Een grote groep verzamelt zich rond onze voertuigen. Vrouwen en kinderen staan in de rij en wachten geduldig af. Een paar meter verderop zitten de oudsten in de schaduw van een mangoboom.
Een feestdag
Een leider, de enige plaatselijke autoriteit die nog steeds in het gebied aanwezig is, trekt de aandacht van het publiek en spreekt. ‘Dit is een geweldige dag voor ons, een feestdag. In meer dan twee jaar hebben we geen dokter of humanitaire hulpverlener in Mingala gezien.’ Applaus klinkt.
Geïsoleerde regio
Het conflict in Lower Kotto, een van de dichtstbevolkte gebieden in het land, heeft ervoor gezorgd dat dit zuidoostelijke deel van de Centraal-Afrikaanse Republiek (CAR) nog meer geïsoleerd raakte. Gewapende groepen bemannen nog steeds controleposten op de wegen. De posten zijn steeds moeilijker geworden om te passeren.
Rijden door spooksteden
‘We reisden door afgebrande spooksteden. De bevolking leeft in de jungle uit angst om te worden aangevallen’, vertelt Talaré Diabri, de coördinator van het project in Lower Kotto. Bij de ingang van Mingala verwelkomen volwassenen het team. Een paar kinderen lopen bang weg omdat ze in geen jaren een voertuig hebben gezien.
Klamboes en vaccinaties
Onze teams hebben 956 kinderen en 760 vrouwen gevaccineerd in twee dagen tijd. Ook hebben ze meer dan 1610 klamboes uitgedeeld om malaria te bestrijden.
Geen toegang tot zorg
In 2013 is door het geweld het gezondheidsstelsel ingestort. Daardoor heeft de bevolking geen toegang meer tot zorg. Veel kinderen en zwangere vrouwen zijn daardoor niet gevaccineerd.

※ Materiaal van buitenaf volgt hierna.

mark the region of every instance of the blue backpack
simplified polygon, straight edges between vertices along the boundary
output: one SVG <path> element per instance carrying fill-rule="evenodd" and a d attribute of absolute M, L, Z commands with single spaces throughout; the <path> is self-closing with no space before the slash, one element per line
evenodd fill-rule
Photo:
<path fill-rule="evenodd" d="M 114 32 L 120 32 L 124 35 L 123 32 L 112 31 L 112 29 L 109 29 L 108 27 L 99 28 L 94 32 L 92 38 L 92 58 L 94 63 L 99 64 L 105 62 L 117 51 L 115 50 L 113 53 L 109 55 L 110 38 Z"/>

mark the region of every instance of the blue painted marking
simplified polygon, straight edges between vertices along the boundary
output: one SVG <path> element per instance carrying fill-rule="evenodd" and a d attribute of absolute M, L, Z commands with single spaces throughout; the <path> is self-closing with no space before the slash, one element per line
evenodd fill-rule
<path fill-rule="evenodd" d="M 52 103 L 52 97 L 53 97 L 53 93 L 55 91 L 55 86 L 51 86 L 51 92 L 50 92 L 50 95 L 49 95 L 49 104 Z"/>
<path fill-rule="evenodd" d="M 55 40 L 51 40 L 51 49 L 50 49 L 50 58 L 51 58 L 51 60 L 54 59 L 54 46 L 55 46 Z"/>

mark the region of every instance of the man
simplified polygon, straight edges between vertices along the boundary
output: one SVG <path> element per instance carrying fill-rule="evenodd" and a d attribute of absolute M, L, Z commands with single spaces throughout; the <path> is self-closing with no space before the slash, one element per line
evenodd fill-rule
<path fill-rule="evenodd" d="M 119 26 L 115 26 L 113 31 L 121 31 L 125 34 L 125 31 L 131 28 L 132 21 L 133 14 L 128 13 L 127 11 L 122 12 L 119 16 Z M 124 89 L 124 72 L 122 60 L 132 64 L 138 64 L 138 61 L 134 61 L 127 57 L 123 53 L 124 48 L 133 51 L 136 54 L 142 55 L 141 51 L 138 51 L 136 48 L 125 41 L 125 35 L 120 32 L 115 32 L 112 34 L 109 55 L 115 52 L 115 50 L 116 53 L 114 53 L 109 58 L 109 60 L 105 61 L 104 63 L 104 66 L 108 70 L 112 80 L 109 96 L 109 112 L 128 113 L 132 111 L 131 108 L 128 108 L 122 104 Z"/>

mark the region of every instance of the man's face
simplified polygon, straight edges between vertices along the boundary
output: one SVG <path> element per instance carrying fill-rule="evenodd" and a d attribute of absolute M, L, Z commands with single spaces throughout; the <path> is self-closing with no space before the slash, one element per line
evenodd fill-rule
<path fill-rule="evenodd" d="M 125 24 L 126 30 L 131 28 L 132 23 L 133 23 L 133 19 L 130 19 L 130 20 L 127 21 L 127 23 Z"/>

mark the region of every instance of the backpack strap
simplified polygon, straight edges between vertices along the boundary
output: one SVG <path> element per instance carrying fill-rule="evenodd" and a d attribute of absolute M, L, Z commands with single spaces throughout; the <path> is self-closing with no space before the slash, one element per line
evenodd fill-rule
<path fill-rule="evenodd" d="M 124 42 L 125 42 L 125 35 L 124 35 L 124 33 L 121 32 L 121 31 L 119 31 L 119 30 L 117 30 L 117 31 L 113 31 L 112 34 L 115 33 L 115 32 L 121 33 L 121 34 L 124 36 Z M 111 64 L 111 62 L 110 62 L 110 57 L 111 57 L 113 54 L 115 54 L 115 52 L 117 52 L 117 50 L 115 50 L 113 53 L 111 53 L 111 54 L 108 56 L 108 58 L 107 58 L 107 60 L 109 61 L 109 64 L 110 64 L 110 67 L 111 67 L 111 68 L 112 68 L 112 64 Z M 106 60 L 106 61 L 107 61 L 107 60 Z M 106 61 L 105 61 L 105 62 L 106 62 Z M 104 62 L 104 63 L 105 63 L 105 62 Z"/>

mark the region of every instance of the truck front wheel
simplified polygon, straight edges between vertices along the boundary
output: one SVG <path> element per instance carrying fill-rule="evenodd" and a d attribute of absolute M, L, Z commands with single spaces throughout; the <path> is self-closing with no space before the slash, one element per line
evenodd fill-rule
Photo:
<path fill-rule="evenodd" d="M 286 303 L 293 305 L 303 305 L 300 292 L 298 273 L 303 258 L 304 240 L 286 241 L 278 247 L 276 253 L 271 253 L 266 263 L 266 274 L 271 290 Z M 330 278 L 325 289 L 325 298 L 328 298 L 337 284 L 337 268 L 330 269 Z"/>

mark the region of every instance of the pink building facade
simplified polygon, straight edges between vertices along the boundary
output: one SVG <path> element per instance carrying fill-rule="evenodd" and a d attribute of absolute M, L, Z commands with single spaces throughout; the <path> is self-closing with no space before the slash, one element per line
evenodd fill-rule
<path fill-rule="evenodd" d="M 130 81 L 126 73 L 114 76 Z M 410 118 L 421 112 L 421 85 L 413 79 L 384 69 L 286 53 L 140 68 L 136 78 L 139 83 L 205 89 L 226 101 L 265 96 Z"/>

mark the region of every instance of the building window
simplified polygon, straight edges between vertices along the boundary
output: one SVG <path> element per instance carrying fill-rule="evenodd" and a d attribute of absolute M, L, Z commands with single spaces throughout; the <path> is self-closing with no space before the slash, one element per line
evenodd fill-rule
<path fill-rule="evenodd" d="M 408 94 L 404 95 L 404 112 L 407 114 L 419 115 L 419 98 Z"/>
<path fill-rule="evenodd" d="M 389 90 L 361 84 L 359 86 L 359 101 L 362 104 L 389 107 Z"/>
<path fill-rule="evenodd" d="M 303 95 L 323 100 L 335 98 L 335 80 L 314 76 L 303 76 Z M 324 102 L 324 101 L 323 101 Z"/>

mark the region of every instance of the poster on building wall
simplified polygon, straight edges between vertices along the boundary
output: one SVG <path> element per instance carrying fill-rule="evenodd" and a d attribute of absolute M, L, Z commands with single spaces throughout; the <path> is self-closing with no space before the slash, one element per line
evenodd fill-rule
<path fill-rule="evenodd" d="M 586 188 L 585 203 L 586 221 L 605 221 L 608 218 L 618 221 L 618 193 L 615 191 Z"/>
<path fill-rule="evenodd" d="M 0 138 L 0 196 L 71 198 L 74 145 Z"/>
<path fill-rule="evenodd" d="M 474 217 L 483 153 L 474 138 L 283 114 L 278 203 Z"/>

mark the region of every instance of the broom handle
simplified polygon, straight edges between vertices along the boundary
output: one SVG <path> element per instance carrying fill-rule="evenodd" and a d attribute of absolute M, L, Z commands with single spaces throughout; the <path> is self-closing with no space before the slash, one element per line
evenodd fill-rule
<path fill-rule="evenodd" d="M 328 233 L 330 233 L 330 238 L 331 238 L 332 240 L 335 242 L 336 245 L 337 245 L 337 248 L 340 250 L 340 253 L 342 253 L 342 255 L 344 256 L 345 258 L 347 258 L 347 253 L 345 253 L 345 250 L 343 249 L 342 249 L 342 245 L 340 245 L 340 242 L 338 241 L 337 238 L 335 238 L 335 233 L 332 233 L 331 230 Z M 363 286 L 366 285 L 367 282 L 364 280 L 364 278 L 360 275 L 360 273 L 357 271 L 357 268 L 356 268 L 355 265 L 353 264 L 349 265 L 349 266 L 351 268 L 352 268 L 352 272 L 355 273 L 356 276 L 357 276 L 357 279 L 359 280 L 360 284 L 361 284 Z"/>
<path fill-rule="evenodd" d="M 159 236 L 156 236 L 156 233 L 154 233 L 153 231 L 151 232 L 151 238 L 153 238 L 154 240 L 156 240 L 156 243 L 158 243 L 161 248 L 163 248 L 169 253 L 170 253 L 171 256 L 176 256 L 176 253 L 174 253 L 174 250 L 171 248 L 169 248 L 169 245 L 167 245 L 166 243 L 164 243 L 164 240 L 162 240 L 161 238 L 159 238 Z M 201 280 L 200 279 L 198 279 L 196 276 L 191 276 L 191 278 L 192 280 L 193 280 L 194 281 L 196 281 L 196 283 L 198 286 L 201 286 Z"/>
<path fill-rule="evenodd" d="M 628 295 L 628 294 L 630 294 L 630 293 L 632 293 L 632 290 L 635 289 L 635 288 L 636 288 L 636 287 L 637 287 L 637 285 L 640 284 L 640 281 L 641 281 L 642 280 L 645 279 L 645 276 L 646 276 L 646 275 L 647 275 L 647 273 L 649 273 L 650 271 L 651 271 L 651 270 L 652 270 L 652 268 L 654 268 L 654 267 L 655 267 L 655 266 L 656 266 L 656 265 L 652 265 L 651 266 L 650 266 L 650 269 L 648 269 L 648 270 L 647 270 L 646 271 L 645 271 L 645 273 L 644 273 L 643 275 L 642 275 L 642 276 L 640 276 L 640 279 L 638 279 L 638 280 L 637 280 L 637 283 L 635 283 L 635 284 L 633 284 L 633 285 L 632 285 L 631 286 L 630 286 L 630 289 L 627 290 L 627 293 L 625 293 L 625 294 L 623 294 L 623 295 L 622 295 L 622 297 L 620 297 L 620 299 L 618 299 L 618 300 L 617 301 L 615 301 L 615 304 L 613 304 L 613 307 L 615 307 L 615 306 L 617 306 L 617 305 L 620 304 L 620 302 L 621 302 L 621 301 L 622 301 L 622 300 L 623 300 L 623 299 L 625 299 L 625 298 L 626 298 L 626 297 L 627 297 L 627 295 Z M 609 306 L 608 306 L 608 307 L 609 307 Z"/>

Gevaccineerd tegen veel ziekten
Voor deze eerste fase van vaccinatie in Mingala hebben we gevaccineerd tegen polio, mazelen, pneumokokken - die luchtweginfecties veroorzaken - en gele koorts. Teams hebben ook het 5-in-1-vaccin toegediend dat tegelijkertijd beschermt tegen difterie, tetanus, kinkhoest, hepatitis B en Haemophilus influenzae type b die onder andere meningitis kan veroorzaken.
Eindelijk zorg
Terwijl de verpleegkundigen de kinderen vaccineren, onderzoekt een verloskundige zwangere vrouwen. Een andere verpleegkundige behandelt patiënten met koorts en voert malariatests uit. ‘Veel zieke mensen kwamen naar ons toe, omdat ze dachten dat we iedereen konden helpen. We proberen de meest urgente gevallen te stabiliseren ‘, legt de coördinator uit.
Veel sterfgevallen
Sommige medewerkers van het Ministerie van Volksgezondheid blijven in Mingala. Maar het enige gezondheidscentrum in de stad werd verwoest en geplunderd. Zonder medische benodigdheden of apparatuur blijft dit gezondheidscentrum een schaduw van wat het vroeger was. ‘Tijdens het malariaseizoen en na een uitbraak van bloederige diarree, stierven meer dan 10 kinderen onder de vijf jaar oud per week’, zegt de hoofdverpleger van het gezondheidscentrum.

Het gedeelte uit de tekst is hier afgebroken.